In severe conditions, it's possible for a patient to continue to suffer erectile dysfunction even after the chlamydia infection is cleared, he added.
Erectile dysfunction, the consistent inability to get and keep an erection, can lead to lower libido and mental health struggles.
Chlamydia and reproductive health
In women, one of the major concerns of untreated chlamydia is the serious ramifications it can have on reproductive health.
If chlamydia turns into pelvic inflammatory disease, infertility may occur. Untreated chlamydia can increase the risk of ectopic pregnancy.
"Achieving success in getting pregnant can become nearly impossible for patients with untreated chlamydia, and women with the disease are more likely to have a pregnancy outside of the womb that can become a medical emergency known as an ectopic pregnancy," said Stewart Parnacott, C.R.N.A., a nurse anesthetist in Atlanta.
Chlamydia is a major concern for pregnant women and their babies. Pregnant women with chlamydia are at risk for a number of pregnancy complications, including preterm labor and low birth weight, Tulenko explained.
The infection can impact the baby, passing through the birth canal and to the baby as it's born. About 50 percent of infants born to a mother with chlamydia become infected, according to the American Academy of Pediatrics. Babies born with chlamydia can suffer eye and/or lung infections.
Chlamydia and your birth control
Another surprising connection between chlamydia and your sexual health lies in your choice of birth control, specifically, an injection of depot medroxyprogesterone acetate, better known as the Depo-Provera shot.
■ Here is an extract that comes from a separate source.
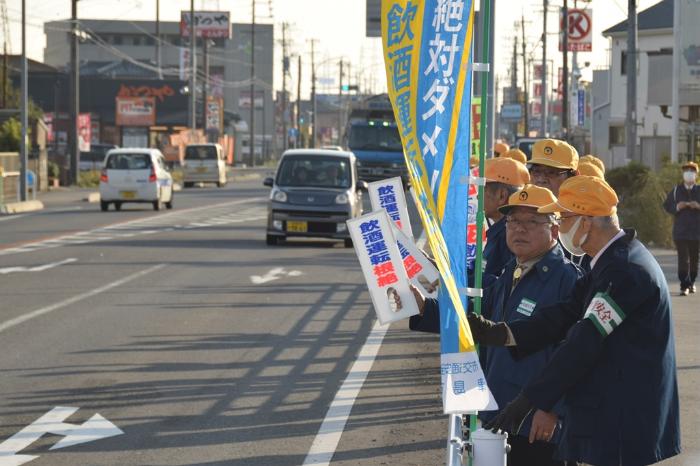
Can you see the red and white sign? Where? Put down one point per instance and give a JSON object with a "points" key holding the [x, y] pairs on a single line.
{"points": [[580, 30], [135, 111], [210, 24]]}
"A little-known group of people with a higher risk of contracting [STDs] like chlamydia are people who choose the injectable form of birth control known as Depo-Provera," Parnacott said. "This medication is more frequently referred to by patients as 'the depo shot' and puts women at nearly a threefold increase in the risk of contracting chlamydia from an infected partner."
More research on the topic is needed, but the depo shot may increase your risk of chlamydia and gonorrhea, according to a 2004 joint study between the National Institute of Child Health and Human Development at the National Institutes of Health and the U.S. Agency for International Development's Office of Population and Reproductive Health.
If you take the Depo-Provera shot and are worried about your risk of contracting an STD, talk to your doctor about alternate birth control options.
Chlamydia and arthritis
Another unexpected complication of chlamydia is reactive arthritis, known as Reiter's syndrome, a form of arthritis caused by an infection in another part of the body, often the genitals, urinary tract or intestines.
Reiter's syndrome symptoms can include:
- Eye inflammation
- Joint stiffness
- Low back pain
- Rashes and sores
- Swollen fingers and toes
- Tendon and ligament inflammation
- Urinary problems
Reactive arthritis caused by chlamydia is rare, and in most cases, the symptoms come and go, and may eventually go away altogether.
Early diagnosis is key
Chlamydia is treated very easily and quickly if detected early. Untreated cases can lead to serious consequences, such as erectile dysfunction and infertility. If you experience any symptoms of chlamydia, it's crucial to schedule an STD test with your doctor, local clinic or Planned Parenthood office.